Members of the Perry Industries Inc. investment group and the nonprofit Perry Economic Development Inc. (PEDI) gathered at the Hotel Pattee Thursday night for their annual meeting, honoring their outgoing board members and welcoming the new members.

Some 50 people attended this year’s meeting, which featured a keynote address by longtime rural development specialist Bill Menner of Grinnell and special honors to longtime board members who were stepping down. Regular business also included annual reports and election of new board members and officers.

Menner, a longtime advocate for Iowa’s rural communities, was director of USDA Rural Development for Iowa from 2009 to 2017 and currently runs a rural development consulting firm called the Bill Menner Group. He is also the executive director of the Iowa Rural Health Association and executive director of the Iowa Rural Development Council.

No stranger to Perry, Menner recalled chairing the Iowa Great Places program at its inception in 2005 and visiting Perry with the Great Places team.

“Perry was confirmed as an Iowa Great Place by acclamation on the bus ride back home,” he said. “That’s how impressed we were with Perry.” He is also a friend of Eliza Willis, emeritus professor of political science at Grinnell College and a fourth-generation scion of Perry’s founding family, who thinks “resilience” is Perry’s hallmark, he said.

Menner spoke about the challenges facing rural communities — economically, demographically, culturally — and noted Perry’s strengths in housing and community facilities. He also emphasized the importance and benefits of broadband internet access in rural communities. He called high-speed internet “an essential public utility” and praised Deb Lucht at Minburn Communications for working to bring fiber optic cable to businesses and eventually to residences in Perry.

“For cities to step in,” Menner said, “and say, ‘We think the internet is so important that we’ll do it ourselves. We’ll lay fiber just like we like lay water and sewer to our residents, because we think it’s that important.’ And cities are actually the most interesting area  where you see broadband investments coming, because they are not able to convince their phone companies and the cable companies to make those investments.”

Following Menner’s speech and a tasty hotel dinner of stuffed pork loin, boiled new potatoes and green beans almondine, PEDI President Dr. Tom Berkgren brought the annual meeting to order.

Berkgren capped his president’s report with a presentation of plaques to two longtime members of the Perry Industries Board of Directors, Bill Clark and Rich Jones, in appreciation for their longstanding commitment to the growth of Perry’s economic base.

For more than 40 years, Jones and Clark have been among the “foundational pillars” in projects of commercial and industrial growth in Perry, Berkgren said.

“It’s been fantastic to see all the accomplishments over the years,” Jones said in accepting the honorary award. Clark also praised the many hands, some now sadly gone, whose strength helped build the community through the decades.
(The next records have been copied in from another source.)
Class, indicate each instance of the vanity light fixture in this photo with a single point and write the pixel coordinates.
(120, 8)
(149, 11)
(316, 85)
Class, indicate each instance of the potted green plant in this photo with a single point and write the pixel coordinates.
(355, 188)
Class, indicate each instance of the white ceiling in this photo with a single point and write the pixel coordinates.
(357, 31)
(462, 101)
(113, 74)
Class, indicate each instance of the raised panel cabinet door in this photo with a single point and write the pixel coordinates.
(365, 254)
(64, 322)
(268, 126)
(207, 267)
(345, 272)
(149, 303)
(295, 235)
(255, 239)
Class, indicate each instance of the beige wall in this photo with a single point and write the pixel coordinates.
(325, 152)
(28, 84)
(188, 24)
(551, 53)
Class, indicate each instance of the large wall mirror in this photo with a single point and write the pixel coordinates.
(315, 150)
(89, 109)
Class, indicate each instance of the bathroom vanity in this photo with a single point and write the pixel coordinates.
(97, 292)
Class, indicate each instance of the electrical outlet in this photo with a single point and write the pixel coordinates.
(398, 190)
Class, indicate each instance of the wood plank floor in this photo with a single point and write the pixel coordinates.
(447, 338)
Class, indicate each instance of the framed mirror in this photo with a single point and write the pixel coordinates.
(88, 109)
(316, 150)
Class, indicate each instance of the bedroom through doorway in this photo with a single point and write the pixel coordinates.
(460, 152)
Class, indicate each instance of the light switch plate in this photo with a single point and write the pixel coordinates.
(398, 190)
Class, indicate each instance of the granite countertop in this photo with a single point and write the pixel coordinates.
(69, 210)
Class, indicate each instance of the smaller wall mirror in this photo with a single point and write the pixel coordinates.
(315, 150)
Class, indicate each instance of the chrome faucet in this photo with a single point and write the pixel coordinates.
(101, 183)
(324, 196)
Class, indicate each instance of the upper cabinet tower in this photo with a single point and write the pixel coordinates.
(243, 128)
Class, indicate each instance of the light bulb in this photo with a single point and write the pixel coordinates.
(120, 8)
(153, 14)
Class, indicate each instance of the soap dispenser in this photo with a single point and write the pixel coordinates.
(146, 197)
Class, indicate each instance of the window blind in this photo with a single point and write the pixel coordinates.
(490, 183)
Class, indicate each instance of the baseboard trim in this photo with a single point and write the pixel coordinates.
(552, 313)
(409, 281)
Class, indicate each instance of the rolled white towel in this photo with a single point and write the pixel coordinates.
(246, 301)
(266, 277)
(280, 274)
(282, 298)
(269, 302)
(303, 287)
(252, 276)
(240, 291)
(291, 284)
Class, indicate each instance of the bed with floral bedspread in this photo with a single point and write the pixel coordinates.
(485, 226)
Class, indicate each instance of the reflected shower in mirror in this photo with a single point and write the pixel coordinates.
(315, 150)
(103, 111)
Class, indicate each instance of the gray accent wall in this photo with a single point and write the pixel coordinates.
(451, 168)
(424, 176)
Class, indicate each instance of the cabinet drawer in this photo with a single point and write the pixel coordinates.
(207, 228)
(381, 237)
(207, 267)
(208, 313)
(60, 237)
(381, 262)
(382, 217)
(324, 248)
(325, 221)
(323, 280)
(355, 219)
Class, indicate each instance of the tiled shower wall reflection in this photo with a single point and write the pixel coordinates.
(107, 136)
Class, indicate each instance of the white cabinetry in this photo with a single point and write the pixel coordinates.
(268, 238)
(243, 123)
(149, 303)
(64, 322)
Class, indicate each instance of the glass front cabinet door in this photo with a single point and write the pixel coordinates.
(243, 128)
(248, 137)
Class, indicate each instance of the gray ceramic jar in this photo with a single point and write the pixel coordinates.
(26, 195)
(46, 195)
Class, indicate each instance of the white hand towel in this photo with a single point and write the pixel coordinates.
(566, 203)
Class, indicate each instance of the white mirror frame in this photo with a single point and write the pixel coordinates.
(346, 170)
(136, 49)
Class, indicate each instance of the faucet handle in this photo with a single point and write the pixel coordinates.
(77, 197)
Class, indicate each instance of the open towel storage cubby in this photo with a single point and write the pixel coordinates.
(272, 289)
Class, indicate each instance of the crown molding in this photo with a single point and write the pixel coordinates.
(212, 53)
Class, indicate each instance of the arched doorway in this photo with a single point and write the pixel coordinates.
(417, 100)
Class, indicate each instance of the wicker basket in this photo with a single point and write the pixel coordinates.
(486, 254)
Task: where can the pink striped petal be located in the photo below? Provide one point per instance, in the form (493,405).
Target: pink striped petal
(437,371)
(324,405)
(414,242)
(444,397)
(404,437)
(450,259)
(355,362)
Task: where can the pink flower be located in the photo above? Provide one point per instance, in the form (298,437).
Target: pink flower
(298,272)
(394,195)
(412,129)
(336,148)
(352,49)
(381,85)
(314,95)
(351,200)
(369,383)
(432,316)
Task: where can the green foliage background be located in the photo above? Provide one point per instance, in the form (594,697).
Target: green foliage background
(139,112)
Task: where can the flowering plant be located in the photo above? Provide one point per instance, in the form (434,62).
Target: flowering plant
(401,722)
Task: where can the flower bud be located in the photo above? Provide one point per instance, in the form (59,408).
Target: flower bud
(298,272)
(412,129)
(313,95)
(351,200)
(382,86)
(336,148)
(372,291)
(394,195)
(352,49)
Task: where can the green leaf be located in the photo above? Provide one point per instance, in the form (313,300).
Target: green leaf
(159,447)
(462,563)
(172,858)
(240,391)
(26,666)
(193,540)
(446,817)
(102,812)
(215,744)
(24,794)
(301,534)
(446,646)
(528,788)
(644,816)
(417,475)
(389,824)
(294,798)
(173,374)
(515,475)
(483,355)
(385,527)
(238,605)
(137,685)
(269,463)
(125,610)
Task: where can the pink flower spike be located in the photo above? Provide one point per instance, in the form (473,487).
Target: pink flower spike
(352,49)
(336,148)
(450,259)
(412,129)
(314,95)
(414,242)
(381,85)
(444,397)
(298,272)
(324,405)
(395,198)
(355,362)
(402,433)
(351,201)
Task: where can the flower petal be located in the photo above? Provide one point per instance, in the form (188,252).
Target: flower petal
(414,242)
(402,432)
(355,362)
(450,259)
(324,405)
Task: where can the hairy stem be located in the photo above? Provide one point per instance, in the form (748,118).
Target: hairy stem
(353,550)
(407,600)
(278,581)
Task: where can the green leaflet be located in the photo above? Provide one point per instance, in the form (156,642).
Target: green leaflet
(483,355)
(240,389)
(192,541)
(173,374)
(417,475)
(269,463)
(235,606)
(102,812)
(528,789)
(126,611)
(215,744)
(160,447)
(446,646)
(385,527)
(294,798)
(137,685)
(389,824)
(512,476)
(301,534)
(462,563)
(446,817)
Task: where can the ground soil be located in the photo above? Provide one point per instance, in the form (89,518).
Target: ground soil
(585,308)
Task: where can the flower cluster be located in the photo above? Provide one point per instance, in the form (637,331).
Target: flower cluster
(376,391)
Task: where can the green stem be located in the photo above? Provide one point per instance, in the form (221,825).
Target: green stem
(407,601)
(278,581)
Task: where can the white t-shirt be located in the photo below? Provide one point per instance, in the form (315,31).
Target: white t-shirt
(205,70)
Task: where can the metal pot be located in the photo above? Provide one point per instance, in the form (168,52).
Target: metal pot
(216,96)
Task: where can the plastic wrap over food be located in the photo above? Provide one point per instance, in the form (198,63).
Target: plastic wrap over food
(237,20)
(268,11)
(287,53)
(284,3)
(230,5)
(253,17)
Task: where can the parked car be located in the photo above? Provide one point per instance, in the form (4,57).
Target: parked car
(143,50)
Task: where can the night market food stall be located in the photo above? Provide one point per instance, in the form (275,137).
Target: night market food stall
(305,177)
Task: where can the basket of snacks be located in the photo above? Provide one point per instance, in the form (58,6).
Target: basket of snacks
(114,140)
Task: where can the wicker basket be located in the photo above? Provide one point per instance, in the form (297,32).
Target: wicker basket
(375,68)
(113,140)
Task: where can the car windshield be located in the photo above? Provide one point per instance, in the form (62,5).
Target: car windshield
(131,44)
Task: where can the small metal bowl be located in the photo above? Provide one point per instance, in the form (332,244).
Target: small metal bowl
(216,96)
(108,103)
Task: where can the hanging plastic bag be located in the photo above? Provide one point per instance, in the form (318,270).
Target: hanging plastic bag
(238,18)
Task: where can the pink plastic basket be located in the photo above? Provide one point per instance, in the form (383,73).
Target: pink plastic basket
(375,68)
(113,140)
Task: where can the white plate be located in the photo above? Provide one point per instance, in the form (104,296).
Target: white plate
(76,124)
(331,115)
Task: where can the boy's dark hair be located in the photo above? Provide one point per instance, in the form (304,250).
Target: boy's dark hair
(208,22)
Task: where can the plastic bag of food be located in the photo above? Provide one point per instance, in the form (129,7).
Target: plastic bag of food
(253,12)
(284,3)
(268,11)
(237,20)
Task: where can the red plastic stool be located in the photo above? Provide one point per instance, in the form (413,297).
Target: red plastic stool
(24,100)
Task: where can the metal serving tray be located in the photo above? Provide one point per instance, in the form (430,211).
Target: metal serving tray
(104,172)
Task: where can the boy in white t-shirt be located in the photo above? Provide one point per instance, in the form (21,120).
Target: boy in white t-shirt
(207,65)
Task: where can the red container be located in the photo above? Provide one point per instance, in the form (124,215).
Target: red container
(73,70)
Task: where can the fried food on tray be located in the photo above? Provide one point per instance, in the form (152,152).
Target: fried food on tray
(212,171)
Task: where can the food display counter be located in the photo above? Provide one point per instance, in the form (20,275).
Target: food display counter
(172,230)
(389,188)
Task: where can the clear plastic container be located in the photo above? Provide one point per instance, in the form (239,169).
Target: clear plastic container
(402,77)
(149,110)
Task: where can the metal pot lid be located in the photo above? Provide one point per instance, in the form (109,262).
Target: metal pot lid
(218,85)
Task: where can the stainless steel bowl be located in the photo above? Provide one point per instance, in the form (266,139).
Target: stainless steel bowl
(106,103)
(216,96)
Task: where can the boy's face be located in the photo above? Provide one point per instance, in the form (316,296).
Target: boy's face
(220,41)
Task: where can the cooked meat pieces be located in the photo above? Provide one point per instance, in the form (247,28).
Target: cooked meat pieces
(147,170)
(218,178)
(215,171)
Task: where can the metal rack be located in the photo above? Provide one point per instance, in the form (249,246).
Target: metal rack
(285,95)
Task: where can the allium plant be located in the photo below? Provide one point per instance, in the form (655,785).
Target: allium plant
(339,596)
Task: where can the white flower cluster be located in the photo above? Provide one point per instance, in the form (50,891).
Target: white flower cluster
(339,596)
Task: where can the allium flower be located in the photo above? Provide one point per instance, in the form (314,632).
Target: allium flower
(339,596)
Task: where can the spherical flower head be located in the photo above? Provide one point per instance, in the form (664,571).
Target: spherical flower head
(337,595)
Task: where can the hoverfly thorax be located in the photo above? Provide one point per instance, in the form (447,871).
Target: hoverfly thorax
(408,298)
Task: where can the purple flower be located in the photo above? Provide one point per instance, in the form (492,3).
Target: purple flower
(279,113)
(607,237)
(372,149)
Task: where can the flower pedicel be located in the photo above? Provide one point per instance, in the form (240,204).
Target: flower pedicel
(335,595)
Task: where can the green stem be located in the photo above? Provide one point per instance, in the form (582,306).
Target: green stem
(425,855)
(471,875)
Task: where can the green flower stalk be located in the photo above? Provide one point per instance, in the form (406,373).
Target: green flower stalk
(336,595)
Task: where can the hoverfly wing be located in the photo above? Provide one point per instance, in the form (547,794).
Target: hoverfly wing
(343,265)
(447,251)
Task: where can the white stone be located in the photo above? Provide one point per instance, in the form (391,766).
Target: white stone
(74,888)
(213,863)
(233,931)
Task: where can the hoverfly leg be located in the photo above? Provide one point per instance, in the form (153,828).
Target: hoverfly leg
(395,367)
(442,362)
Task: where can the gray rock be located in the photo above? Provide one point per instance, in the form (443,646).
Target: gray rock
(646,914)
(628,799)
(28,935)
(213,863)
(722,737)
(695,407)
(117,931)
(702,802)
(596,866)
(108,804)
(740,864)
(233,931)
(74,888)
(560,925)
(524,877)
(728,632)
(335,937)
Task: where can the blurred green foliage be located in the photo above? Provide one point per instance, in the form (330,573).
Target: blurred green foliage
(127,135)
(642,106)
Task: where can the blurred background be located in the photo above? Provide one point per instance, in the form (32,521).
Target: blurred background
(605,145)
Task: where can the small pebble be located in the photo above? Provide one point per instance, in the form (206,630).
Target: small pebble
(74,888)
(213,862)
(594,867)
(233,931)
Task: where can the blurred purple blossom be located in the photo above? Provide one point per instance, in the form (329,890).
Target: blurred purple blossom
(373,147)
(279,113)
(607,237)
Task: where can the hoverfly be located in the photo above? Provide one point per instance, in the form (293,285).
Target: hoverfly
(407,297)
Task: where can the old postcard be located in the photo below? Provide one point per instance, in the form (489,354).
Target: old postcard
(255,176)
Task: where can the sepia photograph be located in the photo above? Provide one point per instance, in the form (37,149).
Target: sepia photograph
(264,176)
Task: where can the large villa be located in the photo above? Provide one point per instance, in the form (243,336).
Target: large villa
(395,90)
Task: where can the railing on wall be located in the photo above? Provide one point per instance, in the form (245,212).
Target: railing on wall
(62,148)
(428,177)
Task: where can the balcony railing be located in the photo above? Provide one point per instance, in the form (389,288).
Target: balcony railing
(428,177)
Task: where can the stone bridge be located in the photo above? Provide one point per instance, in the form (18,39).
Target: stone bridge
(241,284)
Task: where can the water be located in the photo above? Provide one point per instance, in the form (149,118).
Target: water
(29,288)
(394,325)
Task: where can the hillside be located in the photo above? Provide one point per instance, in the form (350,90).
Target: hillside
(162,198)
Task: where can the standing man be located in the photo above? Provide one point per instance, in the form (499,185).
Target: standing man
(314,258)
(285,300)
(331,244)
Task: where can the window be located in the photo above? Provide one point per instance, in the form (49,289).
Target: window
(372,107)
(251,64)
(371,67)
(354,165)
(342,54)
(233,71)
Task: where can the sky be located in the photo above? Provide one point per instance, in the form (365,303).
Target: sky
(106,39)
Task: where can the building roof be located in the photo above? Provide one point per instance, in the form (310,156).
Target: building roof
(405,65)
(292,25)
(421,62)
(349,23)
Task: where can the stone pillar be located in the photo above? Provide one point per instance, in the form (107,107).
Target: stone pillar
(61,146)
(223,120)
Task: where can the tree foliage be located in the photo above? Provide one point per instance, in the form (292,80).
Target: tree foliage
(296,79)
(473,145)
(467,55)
Additional reports were delivered by PEDI Vice President Matt McDevitt and Secretary Eddie Diaz, who outlined the group’s recent successes, notably the acquisition of the Hotel Pattee and La Poste as eventual city properties. PEDI board members Mike Van Houweling briefed the attendees on the progress of the capital campaign for the hotel’s purchase and maintenance.

PEDI also had a hand in growth at the Perry Industrial Park, earning certified-site status in 2015 and then facilitating the recent expansion of Percival Scientific and the relocation to the park of TBD Wearables. The list of accomplishments stretches back to the mid-1950s and the original attraction of a nationwide pork processor to Perry.

Before adjourning, two new board members were welcomed to PEDI: David Finneseth of Farm Bureau Insurance and Jeff Huitt of Tri-County Ag. Burkgren rounded out his two-year PEDI presidency and became the new PEDI past-president upon handing the gavel to the new PEDI resident, Matt McDevitt of the Raccoon Valley Bank. Deb Lucht of Minburn Communications will serve as PEDI vice president. Eddie Diaz, director of the DMACC Perry VanKirk Career Center, will continue as PEDI secretary, and Monica Scheib of Osmundson Manufacturing Co. will continue as PEDI treasurer.